Q2: How different is path to purchase for brick-and-mortar versus online stores?
VICKY: Everyone knows that the internet has provided an avenue for consumers to study and consider their choice more extensively than ever prior to actual purchase – irrespective of whether they consider to buy via the traditional retail outlets or online stores. Even social media has afforded a platform to get more actual buyer experience and feedback – both positive and negative – before a final consideration is set. Interaction between and among consumers is likewise facilitated allowing for a more diligent search of options to meet one’s needs. While brick and mortar purchases still allow for a more hands-on experience prior to purchase, we see how online is already providing more before and after-sales options to trial use or return purchases as needed should the consumer feel that they do not get exactly what they paid or are about to pay for.
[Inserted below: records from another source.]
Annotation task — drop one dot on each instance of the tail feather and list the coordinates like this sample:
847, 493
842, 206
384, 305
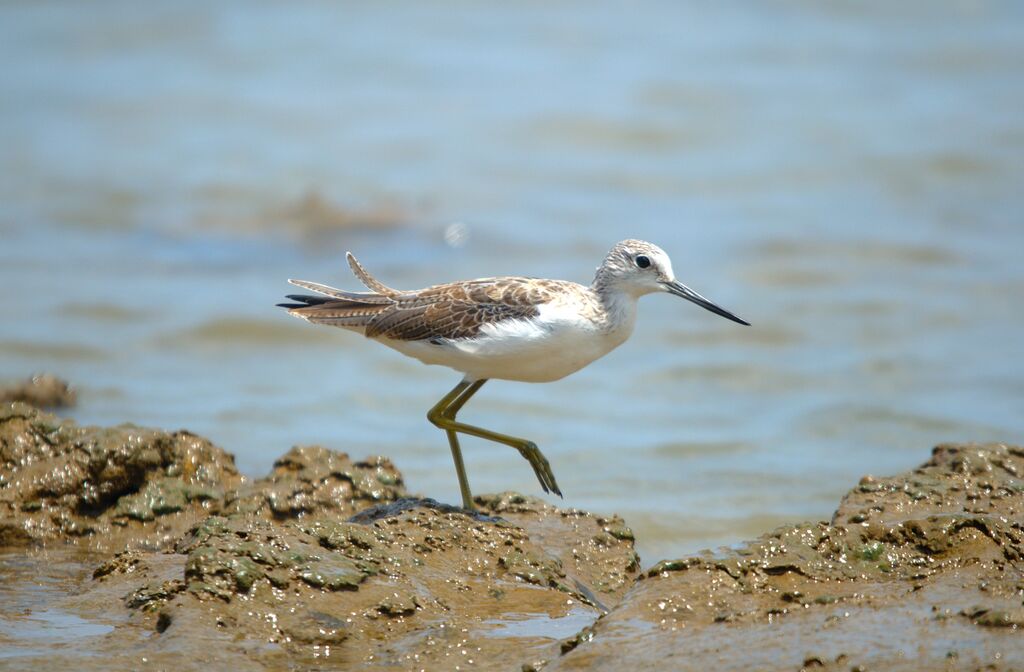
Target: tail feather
359, 297
340, 307
368, 280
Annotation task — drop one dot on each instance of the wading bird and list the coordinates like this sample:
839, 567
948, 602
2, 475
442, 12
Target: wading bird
523, 329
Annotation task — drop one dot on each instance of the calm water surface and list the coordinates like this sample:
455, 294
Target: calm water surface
848, 178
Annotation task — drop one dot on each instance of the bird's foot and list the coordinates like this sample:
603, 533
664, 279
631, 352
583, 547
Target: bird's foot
541, 467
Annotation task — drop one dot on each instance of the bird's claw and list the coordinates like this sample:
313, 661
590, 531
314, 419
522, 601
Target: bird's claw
541, 467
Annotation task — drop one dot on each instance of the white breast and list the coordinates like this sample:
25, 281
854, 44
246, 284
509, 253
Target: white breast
557, 342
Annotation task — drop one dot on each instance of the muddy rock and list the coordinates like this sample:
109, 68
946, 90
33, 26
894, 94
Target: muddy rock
920, 571
103, 488
43, 390
311, 481
129, 487
407, 585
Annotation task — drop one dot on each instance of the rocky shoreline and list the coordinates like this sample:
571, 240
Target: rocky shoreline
160, 554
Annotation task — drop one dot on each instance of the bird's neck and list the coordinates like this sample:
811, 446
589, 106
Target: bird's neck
620, 307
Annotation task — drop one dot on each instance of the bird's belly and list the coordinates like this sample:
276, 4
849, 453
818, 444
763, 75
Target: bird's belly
520, 350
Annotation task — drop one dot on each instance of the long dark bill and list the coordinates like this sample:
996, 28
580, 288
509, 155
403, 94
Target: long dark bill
682, 290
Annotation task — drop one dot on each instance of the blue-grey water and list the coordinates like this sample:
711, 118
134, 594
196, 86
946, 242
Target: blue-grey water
847, 176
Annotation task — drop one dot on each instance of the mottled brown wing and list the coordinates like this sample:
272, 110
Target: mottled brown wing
460, 309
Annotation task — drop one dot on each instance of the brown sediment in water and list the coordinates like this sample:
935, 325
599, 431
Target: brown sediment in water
130, 547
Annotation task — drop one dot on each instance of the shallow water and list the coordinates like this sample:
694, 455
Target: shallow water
845, 177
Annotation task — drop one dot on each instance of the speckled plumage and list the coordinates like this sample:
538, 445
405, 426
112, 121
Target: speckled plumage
510, 328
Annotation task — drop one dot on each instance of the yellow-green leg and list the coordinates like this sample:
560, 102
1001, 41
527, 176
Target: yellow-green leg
443, 416
434, 415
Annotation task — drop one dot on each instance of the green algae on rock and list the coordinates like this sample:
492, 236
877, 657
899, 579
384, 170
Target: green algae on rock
873, 589
99, 486
409, 581
128, 487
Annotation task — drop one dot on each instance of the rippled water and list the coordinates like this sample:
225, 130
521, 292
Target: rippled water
847, 177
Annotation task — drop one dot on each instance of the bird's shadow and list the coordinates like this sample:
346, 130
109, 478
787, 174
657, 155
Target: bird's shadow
380, 511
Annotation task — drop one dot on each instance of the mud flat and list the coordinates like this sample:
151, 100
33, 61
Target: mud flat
131, 548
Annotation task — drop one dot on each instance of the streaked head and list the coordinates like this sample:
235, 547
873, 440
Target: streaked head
638, 267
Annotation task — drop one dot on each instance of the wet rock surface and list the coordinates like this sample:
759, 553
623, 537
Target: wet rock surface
921, 571
43, 390
158, 553
127, 487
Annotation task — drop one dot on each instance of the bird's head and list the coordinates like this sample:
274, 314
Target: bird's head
638, 267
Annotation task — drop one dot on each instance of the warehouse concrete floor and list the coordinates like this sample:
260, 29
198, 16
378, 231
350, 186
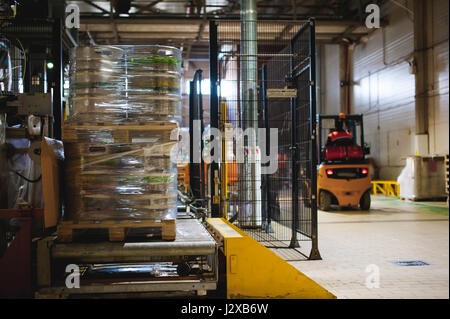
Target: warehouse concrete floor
357, 247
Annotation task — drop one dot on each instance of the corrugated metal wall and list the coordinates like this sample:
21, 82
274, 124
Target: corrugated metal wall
384, 89
439, 106
384, 92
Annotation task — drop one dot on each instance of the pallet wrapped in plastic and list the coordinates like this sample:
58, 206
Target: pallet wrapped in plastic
120, 181
120, 133
117, 84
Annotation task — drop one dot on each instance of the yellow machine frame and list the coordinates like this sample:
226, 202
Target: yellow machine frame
254, 271
347, 192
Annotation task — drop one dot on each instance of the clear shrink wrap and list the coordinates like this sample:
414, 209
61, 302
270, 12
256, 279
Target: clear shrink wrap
117, 84
125, 103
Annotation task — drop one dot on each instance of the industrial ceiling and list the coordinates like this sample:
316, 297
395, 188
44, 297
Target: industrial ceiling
183, 23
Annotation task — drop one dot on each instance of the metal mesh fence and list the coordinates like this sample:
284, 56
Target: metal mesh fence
278, 209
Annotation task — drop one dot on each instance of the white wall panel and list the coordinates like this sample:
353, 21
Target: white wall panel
384, 92
439, 102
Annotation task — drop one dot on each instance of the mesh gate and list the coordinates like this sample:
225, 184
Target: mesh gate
281, 205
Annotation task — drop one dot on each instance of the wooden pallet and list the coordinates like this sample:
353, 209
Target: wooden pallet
120, 133
117, 230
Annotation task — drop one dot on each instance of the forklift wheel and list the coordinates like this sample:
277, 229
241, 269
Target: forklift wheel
325, 201
364, 203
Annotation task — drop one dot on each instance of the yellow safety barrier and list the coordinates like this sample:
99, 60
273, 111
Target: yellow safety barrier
254, 271
387, 188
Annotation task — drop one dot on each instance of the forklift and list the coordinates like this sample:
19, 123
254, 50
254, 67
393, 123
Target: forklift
343, 176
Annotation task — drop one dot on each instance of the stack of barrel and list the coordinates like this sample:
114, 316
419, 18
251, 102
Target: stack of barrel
122, 126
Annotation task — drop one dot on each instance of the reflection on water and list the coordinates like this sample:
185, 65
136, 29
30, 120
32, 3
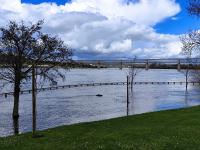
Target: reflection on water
68, 106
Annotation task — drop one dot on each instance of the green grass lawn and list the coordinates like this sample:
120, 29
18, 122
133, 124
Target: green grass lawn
176, 129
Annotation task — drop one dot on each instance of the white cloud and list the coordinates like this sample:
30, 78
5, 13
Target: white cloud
103, 28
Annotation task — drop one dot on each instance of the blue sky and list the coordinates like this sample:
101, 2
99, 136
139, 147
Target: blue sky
181, 23
97, 29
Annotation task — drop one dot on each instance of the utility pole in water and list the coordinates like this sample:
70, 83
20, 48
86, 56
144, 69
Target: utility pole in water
127, 95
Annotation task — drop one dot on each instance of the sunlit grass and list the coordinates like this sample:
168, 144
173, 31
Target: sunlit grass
176, 129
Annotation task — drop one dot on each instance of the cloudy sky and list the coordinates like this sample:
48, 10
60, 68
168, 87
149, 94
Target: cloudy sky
109, 29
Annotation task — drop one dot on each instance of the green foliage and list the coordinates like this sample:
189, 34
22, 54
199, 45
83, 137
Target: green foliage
170, 130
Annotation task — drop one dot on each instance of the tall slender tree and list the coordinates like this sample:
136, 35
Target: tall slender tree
24, 46
194, 7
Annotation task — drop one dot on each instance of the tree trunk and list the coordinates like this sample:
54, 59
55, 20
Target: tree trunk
16, 106
34, 101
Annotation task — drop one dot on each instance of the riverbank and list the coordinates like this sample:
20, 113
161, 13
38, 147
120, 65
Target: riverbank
174, 129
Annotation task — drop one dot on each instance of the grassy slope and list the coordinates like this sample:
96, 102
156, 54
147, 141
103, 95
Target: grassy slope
177, 129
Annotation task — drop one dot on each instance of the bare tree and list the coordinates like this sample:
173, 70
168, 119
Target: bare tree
25, 46
133, 71
194, 7
191, 44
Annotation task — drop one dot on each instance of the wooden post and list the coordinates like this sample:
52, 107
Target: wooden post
127, 96
33, 101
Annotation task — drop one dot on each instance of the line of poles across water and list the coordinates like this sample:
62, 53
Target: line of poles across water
98, 84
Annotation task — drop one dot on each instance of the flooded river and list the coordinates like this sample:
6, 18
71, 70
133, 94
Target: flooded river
75, 105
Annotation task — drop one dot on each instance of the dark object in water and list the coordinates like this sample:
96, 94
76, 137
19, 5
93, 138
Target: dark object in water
99, 95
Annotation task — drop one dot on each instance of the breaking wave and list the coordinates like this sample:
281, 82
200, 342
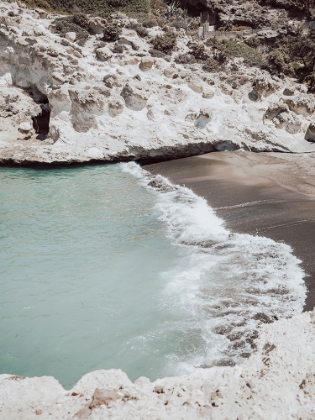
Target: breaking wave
223, 287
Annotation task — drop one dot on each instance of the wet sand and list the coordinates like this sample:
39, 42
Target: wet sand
268, 194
On actual purchase, we see how both channels now allow not just credit card purchases but also cash purchases. Online transactions will continue to have the more convenient advantage of ordering remotely as well as delivering goods direct to consumers. And convenience will be something that, more and more, consumers will be seeking.
Q3: Is the importance of digital influence, the so-called zero moment of truth (ZMOT), overstated or understated?
VICKY: Given that zero moments of truth continue to grow as technology becomes ever more integral to how people live their lives, it certainly remains understated, especially in the Philippines where technology infrastructure is still not sufficiently efficient and affordable enough to translate fully the eagerness of Filipinos for technology adoption into actual practice. We have certainly yet to capture comprehensively and realize fully the tangible effects of winning at ZMOT.
As online access continues to gain traction, zero moments of truth in the consumers’ path to purchase will exponentially grow in importance both among people who increasingly get used to reaching immediately for things they need when they need them as well as among marketers who must make sure they are effectively and impactfully present when and where customers require product information and availability.
– Is your brand salient enough to be remembered at specific ZMOT? If not, is your brand’s communication available, sufficient and compelling when the consumer reaches out for information at a ZMOT?
– When the consumer receives your brand communication at a ZMOT, does the way you present your brand connect to both mind and heart to create relevance and preference?
Clearly, the first step to winning at ZMOT is to identify and then own the Zero Moments of Truth that really matter. We should remember, nonetheless, that there are still the First Moments of Truth (point of purchase) and Second Moments of Truth (product consumption) to manage well in order to win on the long term. The point of view of Kantar is that moments that matter are the intersection of people, occasions, emotions and products that provide critical contexts for understanding product use. When the investigation is done right, we can uncover tension-based opportunities, inspire creativity, prioritize ideas and add value to testing products.